The GCC groups the UAE with Bahrain, Kuwait, Oman, Qatar and Saudi Arabia.
Bahrain and Kuwait have elected parliaments, while Oman has an elected advisory council.
And earlier this month, ultra-conservative Saudi Arabia kicked off unprecedented local polls in which half the members of 178 municipal councils will be elected across the kingdom. Women, however, have been excluded from the three-stage ballot.
"We are certainly ahead (of other countries in the region) at the economic and trade levels. But we should also lead the way on the political front," Daka said.
"How come that we encouraged Iraqis to take part in elections and hosted Iraqi elections on our soil while even officials of sports clubs in our country are appointed?" Daka asked.

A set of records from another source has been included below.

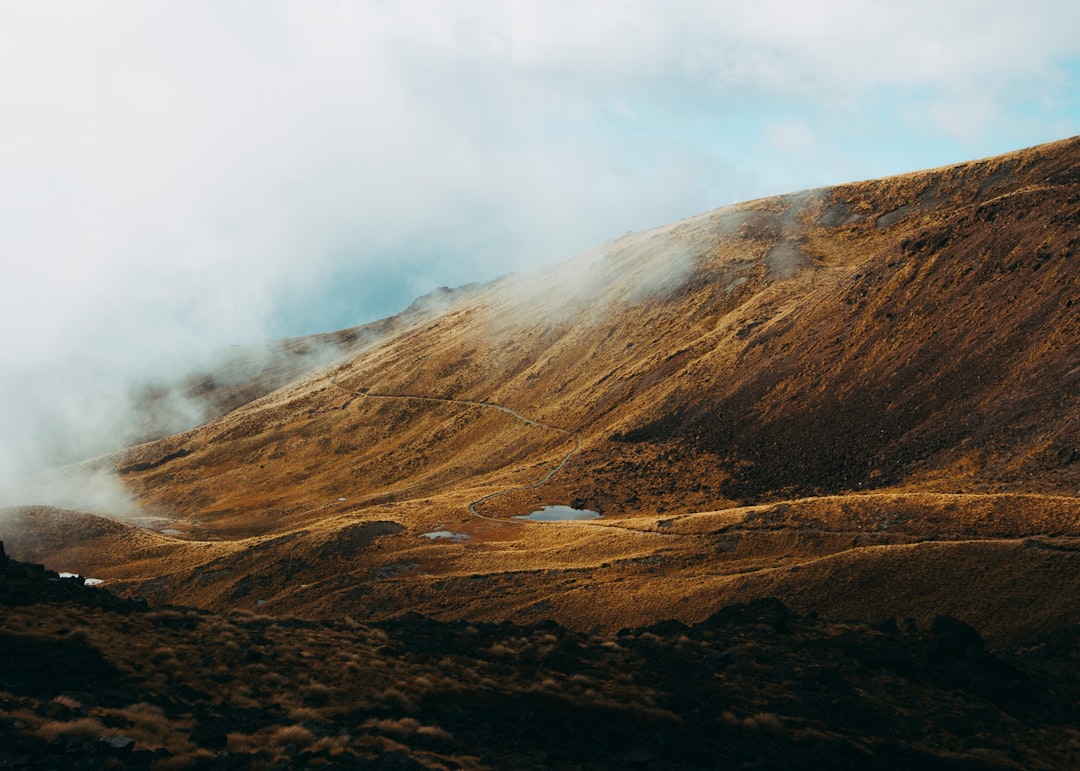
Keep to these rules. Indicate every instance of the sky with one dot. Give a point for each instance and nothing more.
(176, 177)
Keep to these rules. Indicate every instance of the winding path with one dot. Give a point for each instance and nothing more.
(484, 405)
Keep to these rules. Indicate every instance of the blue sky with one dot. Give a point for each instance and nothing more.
(177, 176)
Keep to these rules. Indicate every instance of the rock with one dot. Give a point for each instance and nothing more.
(115, 746)
(956, 638)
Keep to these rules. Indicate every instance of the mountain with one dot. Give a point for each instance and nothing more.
(862, 400)
(93, 681)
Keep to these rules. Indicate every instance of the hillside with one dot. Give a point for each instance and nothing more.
(91, 681)
(861, 400)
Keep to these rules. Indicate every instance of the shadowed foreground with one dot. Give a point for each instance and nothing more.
(89, 681)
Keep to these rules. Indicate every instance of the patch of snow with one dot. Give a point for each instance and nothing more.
(559, 514)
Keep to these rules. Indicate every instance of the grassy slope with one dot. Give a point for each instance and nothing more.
(914, 336)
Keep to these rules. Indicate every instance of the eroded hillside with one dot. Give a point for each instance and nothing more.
(862, 400)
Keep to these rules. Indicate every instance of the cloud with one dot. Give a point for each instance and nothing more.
(179, 176)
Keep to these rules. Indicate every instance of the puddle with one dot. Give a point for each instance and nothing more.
(559, 514)
(85, 582)
(446, 536)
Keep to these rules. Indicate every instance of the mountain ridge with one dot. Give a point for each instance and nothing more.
(844, 359)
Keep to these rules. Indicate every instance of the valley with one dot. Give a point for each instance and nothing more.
(859, 404)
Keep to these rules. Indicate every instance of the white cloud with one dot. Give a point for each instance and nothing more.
(173, 173)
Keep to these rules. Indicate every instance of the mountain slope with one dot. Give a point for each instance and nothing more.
(774, 362)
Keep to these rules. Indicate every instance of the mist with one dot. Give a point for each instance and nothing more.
(178, 178)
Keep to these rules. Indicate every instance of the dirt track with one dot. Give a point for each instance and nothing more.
(486, 405)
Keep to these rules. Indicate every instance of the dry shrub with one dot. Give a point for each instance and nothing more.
(306, 715)
(82, 728)
(764, 721)
(315, 693)
(408, 726)
(177, 762)
(296, 735)
(67, 701)
(149, 722)
(394, 698)
(334, 745)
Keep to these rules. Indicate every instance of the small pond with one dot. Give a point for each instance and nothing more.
(446, 536)
(559, 514)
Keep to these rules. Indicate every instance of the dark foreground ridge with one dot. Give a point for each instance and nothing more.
(91, 681)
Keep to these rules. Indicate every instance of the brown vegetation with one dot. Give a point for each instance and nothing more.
(863, 401)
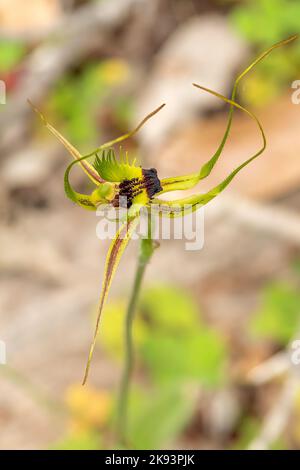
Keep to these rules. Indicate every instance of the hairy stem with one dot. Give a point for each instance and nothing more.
(147, 247)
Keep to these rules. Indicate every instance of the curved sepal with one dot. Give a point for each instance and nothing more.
(189, 181)
(115, 252)
(189, 204)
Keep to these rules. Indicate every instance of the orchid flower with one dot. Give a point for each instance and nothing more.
(116, 177)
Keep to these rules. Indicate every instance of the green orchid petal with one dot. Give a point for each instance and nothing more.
(111, 169)
(115, 252)
(189, 204)
(86, 166)
(189, 181)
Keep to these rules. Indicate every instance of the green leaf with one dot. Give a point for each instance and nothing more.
(278, 317)
(11, 53)
(84, 440)
(158, 420)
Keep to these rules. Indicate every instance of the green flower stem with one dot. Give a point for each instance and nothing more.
(147, 247)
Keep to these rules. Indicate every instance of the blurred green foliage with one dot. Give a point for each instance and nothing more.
(86, 440)
(177, 354)
(263, 23)
(77, 98)
(278, 317)
(11, 53)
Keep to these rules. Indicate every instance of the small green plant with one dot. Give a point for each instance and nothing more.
(262, 23)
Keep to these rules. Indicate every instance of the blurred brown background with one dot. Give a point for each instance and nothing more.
(95, 68)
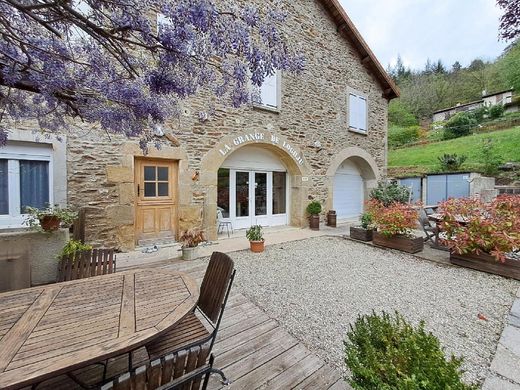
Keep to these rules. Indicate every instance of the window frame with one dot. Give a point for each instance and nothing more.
(263, 106)
(360, 95)
(13, 153)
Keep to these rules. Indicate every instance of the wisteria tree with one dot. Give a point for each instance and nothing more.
(510, 21)
(126, 64)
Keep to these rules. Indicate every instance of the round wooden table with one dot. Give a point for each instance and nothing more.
(50, 330)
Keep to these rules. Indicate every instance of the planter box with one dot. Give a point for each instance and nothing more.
(358, 233)
(487, 263)
(402, 243)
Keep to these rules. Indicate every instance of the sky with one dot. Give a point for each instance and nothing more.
(450, 30)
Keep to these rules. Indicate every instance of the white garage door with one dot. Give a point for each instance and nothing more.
(348, 191)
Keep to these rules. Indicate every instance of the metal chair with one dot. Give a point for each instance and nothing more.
(85, 264)
(431, 231)
(185, 369)
(191, 331)
(223, 224)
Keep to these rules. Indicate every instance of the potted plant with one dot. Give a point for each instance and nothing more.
(394, 224)
(364, 232)
(483, 236)
(50, 218)
(256, 238)
(72, 247)
(314, 210)
(190, 240)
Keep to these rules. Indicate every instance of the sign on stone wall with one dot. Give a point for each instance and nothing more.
(265, 138)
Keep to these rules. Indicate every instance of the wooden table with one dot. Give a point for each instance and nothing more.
(46, 331)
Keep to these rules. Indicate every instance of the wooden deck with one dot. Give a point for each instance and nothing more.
(257, 353)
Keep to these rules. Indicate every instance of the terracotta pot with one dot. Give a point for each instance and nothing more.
(487, 263)
(257, 246)
(361, 234)
(50, 223)
(402, 243)
(314, 222)
(189, 253)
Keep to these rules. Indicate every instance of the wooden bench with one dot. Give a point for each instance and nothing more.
(85, 264)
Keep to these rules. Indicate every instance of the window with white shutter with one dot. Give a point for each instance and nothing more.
(357, 112)
(268, 95)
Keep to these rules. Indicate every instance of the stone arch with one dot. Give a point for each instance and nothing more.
(289, 154)
(366, 164)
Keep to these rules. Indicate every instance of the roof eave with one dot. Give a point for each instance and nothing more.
(368, 58)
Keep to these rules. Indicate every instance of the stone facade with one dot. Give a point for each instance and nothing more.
(313, 112)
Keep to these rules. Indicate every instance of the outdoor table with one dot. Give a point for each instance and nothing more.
(50, 330)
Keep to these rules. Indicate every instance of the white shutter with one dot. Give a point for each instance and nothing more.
(269, 91)
(357, 112)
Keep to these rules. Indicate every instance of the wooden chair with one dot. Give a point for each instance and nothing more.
(185, 369)
(86, 264)
(191, 331)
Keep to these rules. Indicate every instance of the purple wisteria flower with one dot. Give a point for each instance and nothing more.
(126, 64)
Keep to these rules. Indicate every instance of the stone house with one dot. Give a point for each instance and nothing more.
(318, 135)
(503, 98)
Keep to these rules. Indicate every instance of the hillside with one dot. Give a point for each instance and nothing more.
(423, 158)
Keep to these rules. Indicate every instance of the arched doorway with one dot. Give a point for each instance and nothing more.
(352, 175)
(253, 188)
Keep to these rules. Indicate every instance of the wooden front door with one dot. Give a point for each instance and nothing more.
(156, 206)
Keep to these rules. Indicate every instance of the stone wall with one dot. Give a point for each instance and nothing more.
(313, 108)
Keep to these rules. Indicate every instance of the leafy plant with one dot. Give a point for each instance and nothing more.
(389, 193)
(192, 238)
(65, 215)
(473, 226)
(490, 159)
(387, 352)
(399, 136)
(496, 111)
(459, 125)
(394, 219)
(72, 247)
(366, 220)
(254, 233)
(314, 208)
(451, 162)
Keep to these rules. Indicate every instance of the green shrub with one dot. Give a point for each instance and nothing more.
(459, 125)
(254, 233)
(72, 247)
(451, 162)
(366, 220)
(314, 208)
(386, 352)
(399, 136)
(490, 159)
(496, 111)
(480, 113)
(399, 115)
(388, 193)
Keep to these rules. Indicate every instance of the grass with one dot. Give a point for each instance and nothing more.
(424, 157)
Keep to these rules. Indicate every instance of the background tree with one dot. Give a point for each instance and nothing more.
(510, 21)
(113, 62)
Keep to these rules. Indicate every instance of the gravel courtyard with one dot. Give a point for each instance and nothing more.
(317, 287)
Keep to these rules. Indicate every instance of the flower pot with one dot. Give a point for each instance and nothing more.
(50, 223)
(257, 246)
(190, 253)
(314, 222)
(361, 234)
(402, 243)
(487, 263)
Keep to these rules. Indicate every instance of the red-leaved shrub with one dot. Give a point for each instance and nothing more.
(473, 226)
(394, 219)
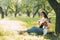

The UAE was one of 14 countries where Iraqi expatriates were able to take part in their country's landmark elections last month through an out-of-country voting program organized by the International Organization for Migration.
"We need not just municipal and legislative elections, but also transparency in terms of freedom of expression and total independence of the judiciary," said Abdullah Shamsi, also a political science professor.
"Political institutions must be given real powers ... if elections are not to be worthless," he said.
Such outspoken remarks are a novelty in the UAE, where there are no elections and no political parties - only the FNC set up in 1972.
Rulers of some of the emirates making up the federation have over the past few years raised the prospect of holding municipal polls but none have materialized.